Relationships: Slaves Of Emotional Attachment

Relationships: Slaves of emotional attachment

Being in love is a real thing, and the victims are many, even thousands. There are relationship addicts who push away respect for themselves and their dignity every day in exchange for toxic and destructive attachments. These people are characterized by obvious emotional immaturity that quickly turns love into something bitter and harmful.

Relationship-dependent forms never healthy, happy attachments; they find themselves in hostage situations. In their daily lives, these couples find themselves in a cycle of suffering in which they constantly sacrifice their values, morals, emotions and principles.

Therefore, as is usually the case with addiction of all kinds, it is not easy to break a habit driven by a violent need: the need to be a part of someone, to lay at their feet and feel whole, strengthened and successful.  As the brain becomes accustomed to this dynamic, “toxic love” becomes like a toxin. It becomes very difficult to break the cycle. 

trapped heart

How to identify relationship addicts?

Relationships are like any other human being. They have careers, interests, passions, virtues and flaws. There is one simple point we are trying to make: relationship dependence does not discriminate based on age or status, and it can occur in any of us, without us even realizing it. Perhaps without us noticing it, our current relationships have obvious dependent characteristics.

Now, if we dive into what builds a romantic relationship, we might realize a few things. First of all, we want to find out that there are two different types of relationship addicts. The first describes those who always need to have a boyfriend. These people’s thoughts can be summed up as: “ You do not fall in love with the one you love, but the one you can love . The important thing is to love someone, to have someone.

The second type of relationship addict behaves like a bear scissors. From the moment they enter into a relationship, they are hooked, stuck in it. They cannot leave the relationship even if it is harmful, even if it goes against the very foundation of their dignity. The two different types thus share certain characteristics. Fear of loneliness, lack of a clear self-identity, lack of self-esteem and a constant search for validation and love from others. Both types resort to extreme behaviors to save the relationship at any cost. They also get extreme anxiety if it seems that not everything is going perfectly.

Couple in stars

All of these symptoms that we find in addicts follow almost the same pattern as the symptoms of substance abuse. The brain needs this dose of compulsive attachment. The “industry” the partner provides, even in a toxic relationship filled with infidelity. In this way, little by little we will not be able to control our own behavior. It can escalate to extreme behaviors: panic attacks, eating disorders, and even suicide attempts…

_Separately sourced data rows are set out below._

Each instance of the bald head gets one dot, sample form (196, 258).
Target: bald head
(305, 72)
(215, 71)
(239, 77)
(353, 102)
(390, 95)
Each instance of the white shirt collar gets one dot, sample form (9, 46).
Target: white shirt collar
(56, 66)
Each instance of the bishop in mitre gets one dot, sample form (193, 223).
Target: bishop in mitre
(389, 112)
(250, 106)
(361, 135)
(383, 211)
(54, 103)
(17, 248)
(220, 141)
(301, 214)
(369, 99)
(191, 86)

What can relationship addicts do to break the cycle?

It is extremely difficult to quit smoking if you continue to hold the cigarette between your fingers.  Similarly, it is difficult to get out of a relationship based on addiction if we still tell ourselves the same things. This emotional nicotine destroys our self-love.

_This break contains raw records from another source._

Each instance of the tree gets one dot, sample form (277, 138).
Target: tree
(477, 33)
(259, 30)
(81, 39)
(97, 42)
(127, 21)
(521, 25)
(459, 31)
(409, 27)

Some go into therapy and complain that they always fall in love with the wrong people, the most “hurtful” people, they insist. It may seem as if their brain is programmed to fall into the same toxic traps over and over again. Instead of learning from the past and from their past experiences, they find themselves in the same situation over and over again. Why is this happening? Why is it so difficult for these addicted people to stop this behavior?

Basically, it’s because they still have not learned the aftermath of this emotional addiction. Because they are vulnerable, with low self-esteem and a need for love, even if it is unhealthy. They still have some important issues to work on for themselves. Below we will go through some of those issues.

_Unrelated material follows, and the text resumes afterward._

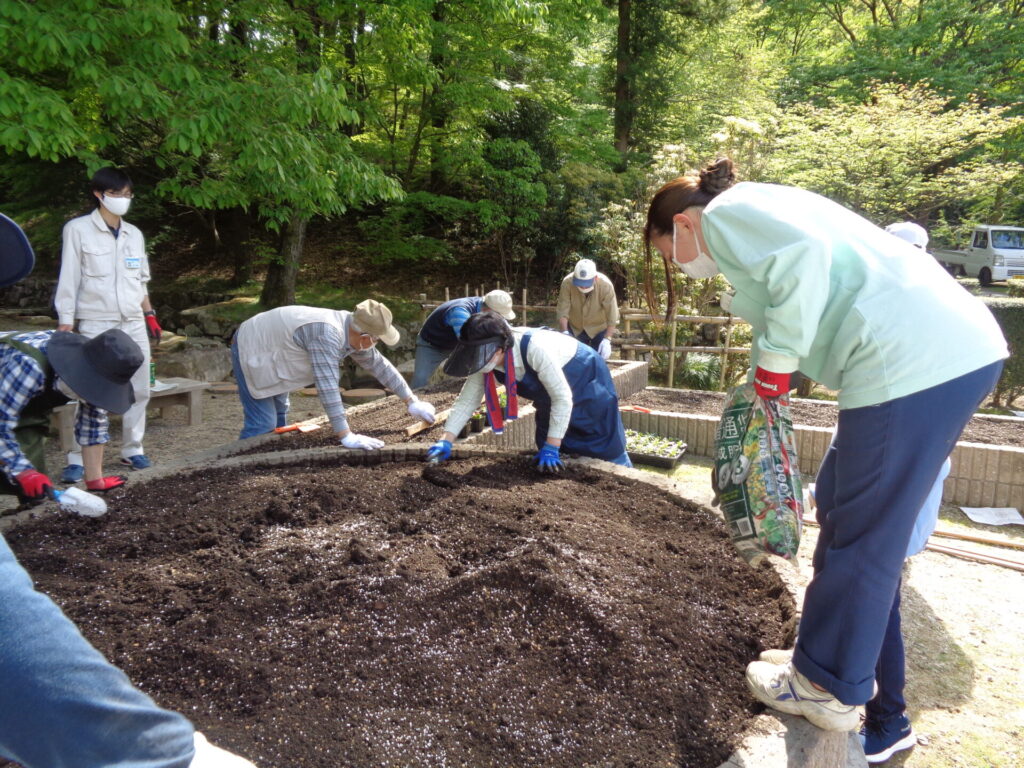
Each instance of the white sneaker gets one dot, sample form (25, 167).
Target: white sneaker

How Can You Deal With Your Emotional Addiction?

  • It is incredibly important to see and acknowledge one’s own relationship dependence and its consequences. Be honest with yourself and admit it when not everything is as it should be. Open your eyes and accept reality.
  • You need to understand that the emotional and physical structure of a relationship is respect for both yourself and your partner. Without these two, we do not deserve to be loved, nor to be loved. Because if we do not respect anything, it will be destroyed and fall apart.
  • In the same way, there is another important aspect to understand. Emotional attachment can be manifested as the compulsive need to have someone by our side, regardless of price, or who it can harm. Extreme attachment corrupts and degrades us. It destroys our potential.
  • Often we can end up treating our desires as needed. Behind the phrase “I want to be loved” we hide other desires that we must explore and understand. If we long for recognition, validation, or defense against loneliness, we do not have to take a hostage to cross those boxes. We must be the ones to address the problem first.
Padlock with heart

People who are addicted must jump into it and ask themselves the simple question: do I want harmful love, or emotional health? If they choose option number two, there is only one way to take. It may seem easy at first glance, but it requires a lot of personal work. That path involves working on your self-esteem, and on building a stronger, more courageous sense of dignity. A dignity that will set you free and help you form richer relationships. Instead of hostages, it will be free people who choose to build something together.